Malory smiled down at Louiza, trembling and chapped, her hair, damp from exertion, pasted to the whiteness of her cheek, but smiling up at him all the same.
“Showtime, kids!” Tibor squeezed Malory’s shoulder and set off at a jog towards an alley at the far corner of the piazza. With the new-found strength of an elephant with an obelisk on its back, Malory lifted Louiza once again and ran. From Piazza Minerva, Malory followed Tibor down the narrow Via dei Cestari, past the windows of the liturgical boutiques, where ecclesiastical dandies ran up diocesan expense accounts with accessories for their altars and sacristies. Malory pressed Louiza’s face into his chest away from some of the more explicit artifacts — the portraits of Jesus straight off the covers of romance novels and body-building mags, the altar cloths woven with raised scarlet threads as if freshly washed in the blood of the lamb, the crowns of thorns, the boxes of 14-karat nails.
At Largo Argentina, Tibor stopped the cars and motorini for Malory to ford the rush hour traffic and then raced ahead down a narrow vicolo to the massive door of the Palazzo Caetani on the Via delle Botteghe Oscure. Caetani, Palazzo Caetani — Malory knew the name. When the vicar mentioned something about an inheritance, Malory’s inheritance, he’d named property in Rome. A villa, or was it a palazzo? It couldn’t possibly be something this cold and massive, with an entryway ten, twenty, maybe thirty feet high, the name Caetani etched in testamentary capitals above the door. But the name Caetani, Palazzo Caetani troubled Malory’s memory as he hefted Louiza around the side of the building and followed Tibor down a narrow slalom of Cinquecentos and Citroens. He knew the name.
“Malory?” It was Louiza struggling to say something against his chest.
“Yes?” Malory said, pausing halfway down the alley, where a drainpipe bled a green stain of neglect on the side of the palazzo. “Tibor, wait!” he called, and crunched his ear down towards Louiza’s mouth. “What is it, Louiza?”
“Biscuit,” Louiza said.
“Biscuit?” Malory leaned in closer, wondering what he had heard.
“Biscuit,” Louiza repeated. But before Malory could ask whether she was really hungry and he should stop at a café on the way to the hospital and was this really wise, Louiza screamed and writhed in another contraction. Malory held onto her as she opened and closed and squirmed and changed shape and form like — which one of the Greek water gods was it, Malory tried to remember, in which one of the Greek myths?

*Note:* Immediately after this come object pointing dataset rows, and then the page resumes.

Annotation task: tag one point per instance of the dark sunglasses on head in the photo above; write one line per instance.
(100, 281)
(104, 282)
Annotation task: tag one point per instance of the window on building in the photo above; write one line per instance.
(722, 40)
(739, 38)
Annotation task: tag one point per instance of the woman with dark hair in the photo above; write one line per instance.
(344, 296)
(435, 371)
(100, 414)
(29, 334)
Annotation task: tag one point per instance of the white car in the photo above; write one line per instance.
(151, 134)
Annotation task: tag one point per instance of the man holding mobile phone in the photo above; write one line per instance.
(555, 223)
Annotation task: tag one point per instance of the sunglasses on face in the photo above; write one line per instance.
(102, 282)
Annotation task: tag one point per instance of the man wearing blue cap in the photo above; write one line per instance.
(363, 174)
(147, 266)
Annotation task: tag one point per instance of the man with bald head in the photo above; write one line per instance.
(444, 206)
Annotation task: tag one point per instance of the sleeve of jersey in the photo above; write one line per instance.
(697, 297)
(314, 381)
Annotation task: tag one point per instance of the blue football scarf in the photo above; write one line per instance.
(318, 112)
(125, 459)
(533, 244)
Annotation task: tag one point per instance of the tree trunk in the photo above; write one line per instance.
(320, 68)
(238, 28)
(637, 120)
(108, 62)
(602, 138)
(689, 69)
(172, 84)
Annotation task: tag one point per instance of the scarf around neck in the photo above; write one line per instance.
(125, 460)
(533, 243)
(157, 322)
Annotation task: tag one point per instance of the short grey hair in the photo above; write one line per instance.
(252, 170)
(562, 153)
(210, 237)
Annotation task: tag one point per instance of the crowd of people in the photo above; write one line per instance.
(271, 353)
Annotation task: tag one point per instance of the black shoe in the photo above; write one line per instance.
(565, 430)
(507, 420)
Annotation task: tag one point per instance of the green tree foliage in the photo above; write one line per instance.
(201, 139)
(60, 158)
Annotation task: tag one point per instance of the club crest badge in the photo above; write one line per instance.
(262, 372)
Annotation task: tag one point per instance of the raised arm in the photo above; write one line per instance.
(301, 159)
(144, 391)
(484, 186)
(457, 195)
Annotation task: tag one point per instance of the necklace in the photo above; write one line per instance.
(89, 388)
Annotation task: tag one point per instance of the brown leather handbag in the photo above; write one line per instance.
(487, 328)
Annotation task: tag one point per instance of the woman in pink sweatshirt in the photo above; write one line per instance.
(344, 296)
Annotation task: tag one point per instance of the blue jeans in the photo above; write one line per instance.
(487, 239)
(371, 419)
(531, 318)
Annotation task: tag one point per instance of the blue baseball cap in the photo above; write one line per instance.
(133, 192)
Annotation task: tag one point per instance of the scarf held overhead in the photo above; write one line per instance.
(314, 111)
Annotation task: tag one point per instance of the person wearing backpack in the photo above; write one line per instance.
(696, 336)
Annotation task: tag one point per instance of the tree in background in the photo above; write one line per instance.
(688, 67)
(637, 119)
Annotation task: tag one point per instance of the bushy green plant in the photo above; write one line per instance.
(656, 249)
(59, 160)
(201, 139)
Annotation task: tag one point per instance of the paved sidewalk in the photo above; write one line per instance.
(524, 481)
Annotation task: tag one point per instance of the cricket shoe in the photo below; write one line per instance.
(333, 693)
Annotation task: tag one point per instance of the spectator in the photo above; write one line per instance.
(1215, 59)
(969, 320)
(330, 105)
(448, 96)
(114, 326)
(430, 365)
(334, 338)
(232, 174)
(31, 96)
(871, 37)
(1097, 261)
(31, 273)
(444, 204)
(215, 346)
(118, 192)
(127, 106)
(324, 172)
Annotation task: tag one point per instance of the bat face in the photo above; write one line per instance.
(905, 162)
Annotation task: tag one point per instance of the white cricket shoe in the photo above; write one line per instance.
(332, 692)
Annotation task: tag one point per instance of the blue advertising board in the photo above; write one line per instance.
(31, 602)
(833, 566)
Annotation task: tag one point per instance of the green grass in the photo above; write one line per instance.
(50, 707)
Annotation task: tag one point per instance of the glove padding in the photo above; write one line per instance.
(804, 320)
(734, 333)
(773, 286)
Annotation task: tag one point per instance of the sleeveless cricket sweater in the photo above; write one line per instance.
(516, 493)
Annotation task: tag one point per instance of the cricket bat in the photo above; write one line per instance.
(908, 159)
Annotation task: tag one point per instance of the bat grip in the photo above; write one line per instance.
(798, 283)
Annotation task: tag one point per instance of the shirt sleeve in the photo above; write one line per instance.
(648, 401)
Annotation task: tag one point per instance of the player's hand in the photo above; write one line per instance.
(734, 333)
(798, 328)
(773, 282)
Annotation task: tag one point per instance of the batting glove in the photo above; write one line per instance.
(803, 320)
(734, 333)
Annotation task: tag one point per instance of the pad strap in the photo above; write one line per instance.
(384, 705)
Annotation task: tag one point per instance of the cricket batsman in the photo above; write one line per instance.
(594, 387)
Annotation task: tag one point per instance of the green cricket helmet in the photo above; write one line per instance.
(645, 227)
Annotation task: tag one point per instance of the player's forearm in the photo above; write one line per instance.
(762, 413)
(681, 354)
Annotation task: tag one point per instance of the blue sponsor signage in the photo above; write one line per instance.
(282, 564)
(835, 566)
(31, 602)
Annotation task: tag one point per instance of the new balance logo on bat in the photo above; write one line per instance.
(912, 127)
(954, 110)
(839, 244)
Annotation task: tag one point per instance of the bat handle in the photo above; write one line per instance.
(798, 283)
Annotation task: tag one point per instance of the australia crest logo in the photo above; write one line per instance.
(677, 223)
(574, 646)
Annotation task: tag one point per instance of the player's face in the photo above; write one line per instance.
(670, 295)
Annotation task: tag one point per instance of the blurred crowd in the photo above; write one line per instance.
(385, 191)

And in his own struggle to remember, another memory shot its way to the surface of Malory’s sweating brain. Biscuit. Biscuit tin. Antonella’s biscuit tin. Caetani. Palazzo Caetani and Antonella’s biscuit tin and the small black-and-white television set in the Maths Faculty on Selwyn Road and the voice of Anna Ford.
“Aldo Moro.” But now it was the voice of Tibor, who had run back from the bottom of the alley and stood with Malory. “This was where they found him. Like I said, there’s a war going on.”
Malory remembered the TV footage he’d watched with the sobbing Antonella — the crowd in the alley, the Palazzo Caetani, of course. And the cherry Renault 4, boot open, the assassinated Prime Minister curled up in his own fetal drama.